In 1995, Renee Cox, Fo Wilson, and Tony Cokes created the Negro Art Collective (NAC) to fight cultural misrepresentations about Black Americans.[5]
Artwork
Cokes's artwork concerns popular culture and mass entertainment. In the 1990s, he was part of the band X-PRZ. His videos often take the form of essays in which Cokes displays fragments of found texts on brightly-colored backgrounds,[6] set to popular music.[7] They are essays with musical accompaniment.[8] He is known to combine quotes from a range of texts from critical theory, cultural studies, art criticism, and news reports.[9] His sources include Louis Althusser, Malcolm X, Public Enemy, and William Burroughs.[9]
In 1988 Cokes used newsreel footage of the riots in urbanblack neighborhoods in the 1960s along with 80s industrial music and text commentary to create Black Celebration; a rebellion against the commodity. Cokes wrote that the intent of the piece was to introduce a reading that will contradict received ideas which characterize those riots as criminal or irrational.[10] He has said he is fascinated by the problem of how violence is represented when people not the state enact it.[11]
In this work Cokes juxtaposes the old news reel footage with written commentary from Morrisey, Guy Debord, Barbara Kruger, and Martin Gore. Cokes’ use of text alludes to the constructs of race in America and the economic challenges created by those constructs.[11] One slide features a Guy Debord quote, “The theft of large refrigerators by people with no electricity or with their electricity cut off is the best image of the lie of affluence transformed into truth in play”.[12] Soon after in the piece the Skinny Puppy soundtrack has echoing voices that mirror the empty shells of burned-out buildings. Cokes’ art is disturbing, haunting and capable of getting the viewer to question what they think they know.[13]
William S. Smith says in Art In America, “Cokes’ working method enables him to respond to current events while continuing his longstanding investigation of race in popular culture”.[14] Created in 1988 this video maintains a timelessness when viewed in the light of the Black Lives Matter movement and the most recent rounds of police perpetrated violence against the Black community. Cokes’ work highlights the dissonance of the media coverage of the ongoing movement for racial justice where protests remain framed as violent flare-ups, despite incidents being statistically few and far between. His work asks the viewer what is valid protest and to show that the line between protest and rioting is not a line at all but a continuum.[11]
Teaching
Cokes teaches at Brown University and lives and works in Providence, Rhode Island.[7] Cokes offered a virtual artist lecture at his alma mater, Virginia Commonwealth University on March 4, 2021.[15]
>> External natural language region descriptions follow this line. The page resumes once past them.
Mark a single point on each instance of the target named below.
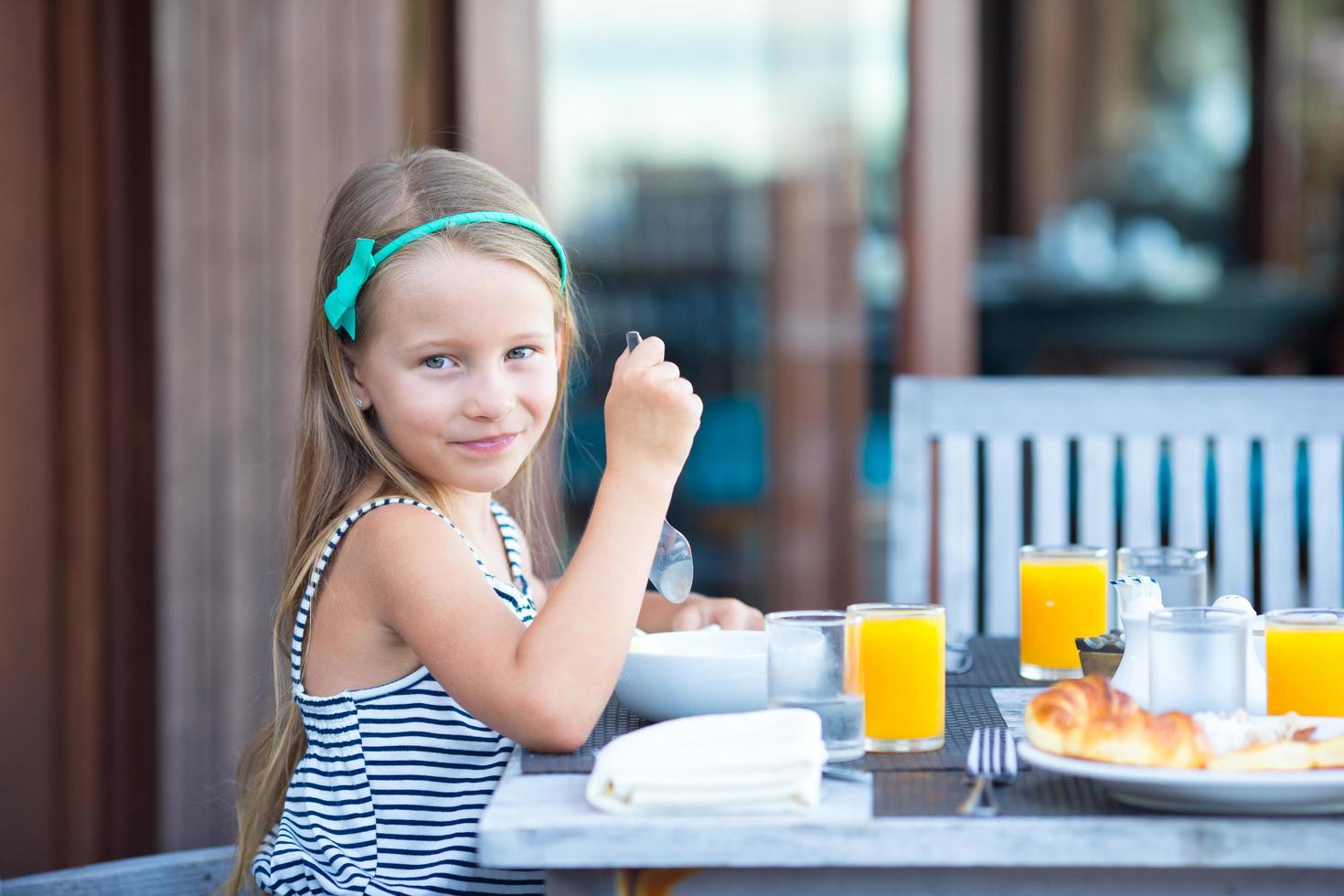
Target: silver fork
(992, 759)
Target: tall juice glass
(1063, 597)
(1304, 658)
(901, 657)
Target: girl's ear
(357, 384)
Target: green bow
(340, 301)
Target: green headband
(340, 301)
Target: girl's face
(461, 367)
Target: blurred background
(801, 199)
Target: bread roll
(1089, 719)
(1328, 753)
(1285, 755)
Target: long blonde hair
(340, 449)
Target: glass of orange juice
(901, 658)
(1304, 661)
(1063, 597)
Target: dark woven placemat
(1035, 793)
(966, 709)
(615, 720)
(994, 666)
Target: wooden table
(542, 821)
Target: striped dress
(389, 795)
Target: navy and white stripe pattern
(389, 795)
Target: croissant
(1089, 719)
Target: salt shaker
(1257, 692)
(1137, 595)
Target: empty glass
(812, 663)
(1181, 572)
(1197, 660)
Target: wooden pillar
(262, 111)
(28, 575)
(940, 212)
(497, 77)
(817, 394)
(1044, 94)
(77, 528)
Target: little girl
(414, 646)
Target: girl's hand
(730, 613)
(652, 414)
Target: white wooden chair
(182, 873)
(964, 443)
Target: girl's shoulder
(388, 535)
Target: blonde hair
(340, 448)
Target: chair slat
(1232, 536)
(1189, 520)
(1097, 492)
(957, 535)
(1050, 491)
(1278, 528)
(1138, 457)
(1326, 574)
(910, 515)
(1003, 534)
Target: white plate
(1258, 793)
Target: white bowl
(692, 673)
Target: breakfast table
(900, 833)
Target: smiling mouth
(491, 445)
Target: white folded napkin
(731, 763)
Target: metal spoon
(672, 566)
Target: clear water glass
(1181, 572)
(812, 663)
(1197, 660)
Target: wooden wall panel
(28, 687)
(263, 108)
(940, 205)
(78, 781)
(817, 391)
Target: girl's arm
(659, 614)
(545, 686)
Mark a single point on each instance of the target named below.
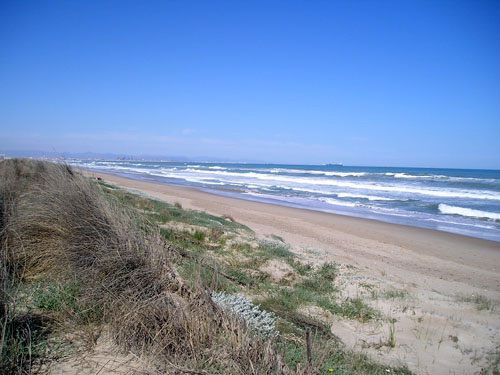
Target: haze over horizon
(362, 83)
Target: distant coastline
(465, 202)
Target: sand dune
(441, 289)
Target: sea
(464, 201)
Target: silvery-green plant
(260, 321)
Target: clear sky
(412, 83)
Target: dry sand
(433, 276)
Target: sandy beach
(439, 327)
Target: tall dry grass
(57, 224)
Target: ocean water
(464, 201)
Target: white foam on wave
(300, 183)
(252, 176)
(467, 212)
(336, 202)
(362, 196)
(467, 224)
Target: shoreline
(439, 273)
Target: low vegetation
(82, 260)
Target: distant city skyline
(362, 83)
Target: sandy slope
(437, 331)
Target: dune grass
(82, 255)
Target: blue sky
(412, 83)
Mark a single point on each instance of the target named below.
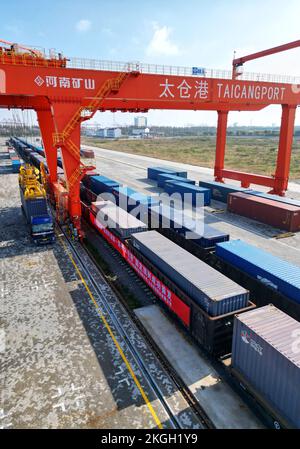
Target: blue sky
(191, 33)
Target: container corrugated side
(33, 207)
(162, 178)
(279, 215)
(268, 269)
(219, 190)
(280, 199)
(200, 233)
(113, 217)
(153, 172)
(266, 354)
(174, 187)
(213, 291)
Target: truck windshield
(43, 227)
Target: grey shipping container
(33, 206)
(266, 358)
(117, 219)
(213, 291)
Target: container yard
(137, 292)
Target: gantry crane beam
(63, 97)
(237, 62)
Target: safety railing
(118, 66)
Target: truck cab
(42, 229)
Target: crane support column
(284, 150)
(47, 129)
(220, 145)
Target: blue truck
(38, 218)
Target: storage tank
(274, 213)
(272, 271)
(266, 358)
(113, 217)
(213, 291)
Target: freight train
(206, 307)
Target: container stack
(113, 217)
(266, 358)
(214, 292)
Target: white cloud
(83, 25)
(160, 43)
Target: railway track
(242, 225)
(92, 271)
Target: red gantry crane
(66, 92)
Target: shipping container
(214, 334)
(116, 219)
(153, 172)
(266, 359)
(197, 196)
(274, 272)
(100, 184)
(279, 215)
(162, 178)
(87, 153)
(16, 164)
(197, 231)
(220, 191)
(280, 199)
(128, 199)
(215, 293)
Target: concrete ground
(222, 405)
(131, 170)
(59, 365)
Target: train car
(280, 215)
(197, 196)
(220, 191)
(116, 219)
(153, 172)
(162, 178)
(196, 237)
(266, 361)
(129, 199)
(213, 333)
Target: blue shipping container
(153, 172)
(195, 192)
(128, 198)
(220, 191)
(162, 178)
(270, 270)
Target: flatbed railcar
(214, 334)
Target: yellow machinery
(29, 183)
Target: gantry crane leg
(220, 145)
(51, 123)
(284, 150)
(46, 124)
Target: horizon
(157, 34)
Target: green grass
(257, 155)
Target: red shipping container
(280, 215)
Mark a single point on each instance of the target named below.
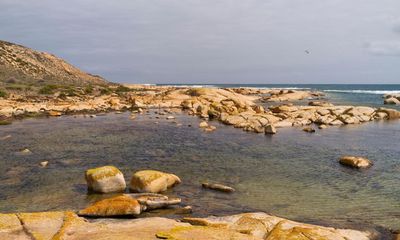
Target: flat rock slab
(257, 226)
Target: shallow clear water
(342, 94)
(292, 174)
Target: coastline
(173, 103)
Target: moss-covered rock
(152, 181)
(105, 179)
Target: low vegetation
(3, 94)
(48, 89)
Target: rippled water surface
(291, 174)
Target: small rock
(153, 181)
(218, 187)
(26, 151)
(184, 210)
(320, 104)
(44, 163)
(105, 179)
(153, 203)
(357, 162)
(210, 128)
(270, 129)
(309, 129)
(116, 206)
(391, 100)
(5, 137)
(54, 113)
(203, 124)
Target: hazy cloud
(385, 48)
(208, 41)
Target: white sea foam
(191, 86)
(365, 91)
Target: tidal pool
(292, 174)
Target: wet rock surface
(67, 225)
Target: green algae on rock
(105, 179)
(152, 181)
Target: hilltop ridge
(24, 65)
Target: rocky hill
(24, 65)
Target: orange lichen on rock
(116, 206)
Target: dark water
(292, 174)
(345, 94)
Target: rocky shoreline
(68, 225)
(253, 110)
(242, 107)
(108, 223)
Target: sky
(215, 41)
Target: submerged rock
(264, 226)
(270, 129)
(309, 129)
(25, 151)
(357, 162)
(105, 179)
(116, 206)
(203, 124)
(54, 113)
(153, 181)
(44, 163)
(322, 126)
(218, 187)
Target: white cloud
(384, 48)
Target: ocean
(343, 94)
(292, 174)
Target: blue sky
(215, 41)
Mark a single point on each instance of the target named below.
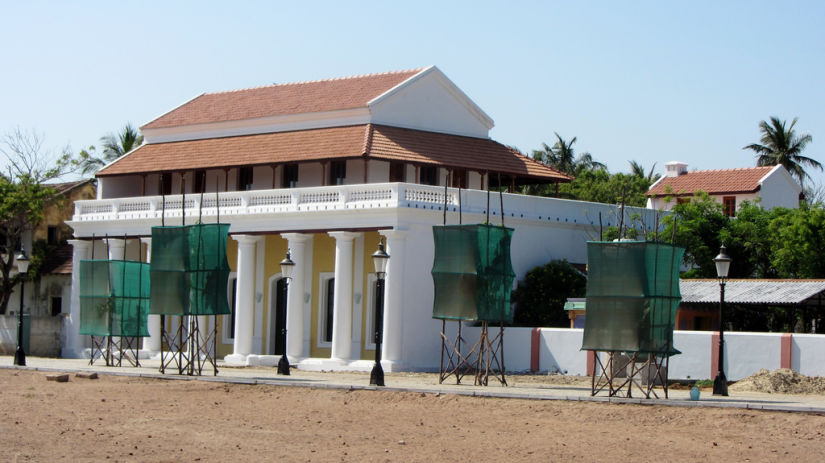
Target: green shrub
(540, 296)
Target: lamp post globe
(380, 259)
(287, 270)
(722, 261)
(22, 266)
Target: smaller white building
(772, 186)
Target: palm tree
(563, 157)
(113, 147)
(637, 170)
(782, 146)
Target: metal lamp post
(287, 269)
(722, 261)
(23, 267)
(380, 259)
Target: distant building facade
(771, 186)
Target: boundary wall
(557, 350)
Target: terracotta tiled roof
(270, 148)
(745, 180)
(479, 154)
(277, 100)
(376, 141)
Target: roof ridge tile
(317, 81)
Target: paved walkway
(534, 387)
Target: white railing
(364, 196)
(383, 195)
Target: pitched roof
(277, 100)
(368, 140)
(415, 146)
(744, 180)
(751, 291)
(67, 186)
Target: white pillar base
(239, 360)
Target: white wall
(806, 354)
(431, 103)
(779, 189)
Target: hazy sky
(649, 81)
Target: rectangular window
(290, 176)
(398, 172)
(337, 172)
(232, 293)
(52, 237)
(328, 310)
(165, 184)
(199, 184)
(458, 178)
(244, 178)
(729, 203)
(429, 175)
(56, 306)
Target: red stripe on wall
(591, 362)
(714, 355)
(535, 345)
(785, 350)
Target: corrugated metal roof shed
(753, 291)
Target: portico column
(152, 343)
(244, 298)
(295, 296)
(73, 347)
(393, 297)
(342, 300)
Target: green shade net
(114, 298)
(632, 296)
(472, 273)
(189, 270)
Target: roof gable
(430, 101)
(284, 99)
(722, 181)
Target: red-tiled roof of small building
(722, 181)
(283, 99)
(368, 140)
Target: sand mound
(782, 381)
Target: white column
(295, 297)
(342, 301)
(73, 342)
(117, 248)
(152, 343)
(393, 298)
(244, 298)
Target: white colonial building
(327, 169)
(770, 186)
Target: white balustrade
(362, 196)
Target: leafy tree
(746, 238)
(779, 145)
(562, 156)
(799, 242)
(23, 195)
(113, 147)
(541, 295)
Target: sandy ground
(142, 419)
Cokes work has been exhibited at the Museum of Modern Art, the Whitney Museum of American Art, the Studio Museum in Harlem, the Long Beach Museum of Art, the Kitchen, and Artists Space.[4] He was included in the 10th Berlin Biennale,[17][18] and has shown at the Hessel Museum, Whitechapel Gallery, ZKM Karlsruhe, and Goldsmiths Center for Contemporary Art.[19] Cokes is represented by Greene Naftali Gallery in New York.[20] Cokes was included in a 2019 exhibition at The Shed.[21] Recent solo exhibitions include CIRCA, London (2021);[22] Museu d’Art Contemporani de Barcelona, Barcelona (2020);[23] ARGOS center for audiovisual arts, Brussels (2020),[15] Memorial Art Gallery, Rochester (2021).[24]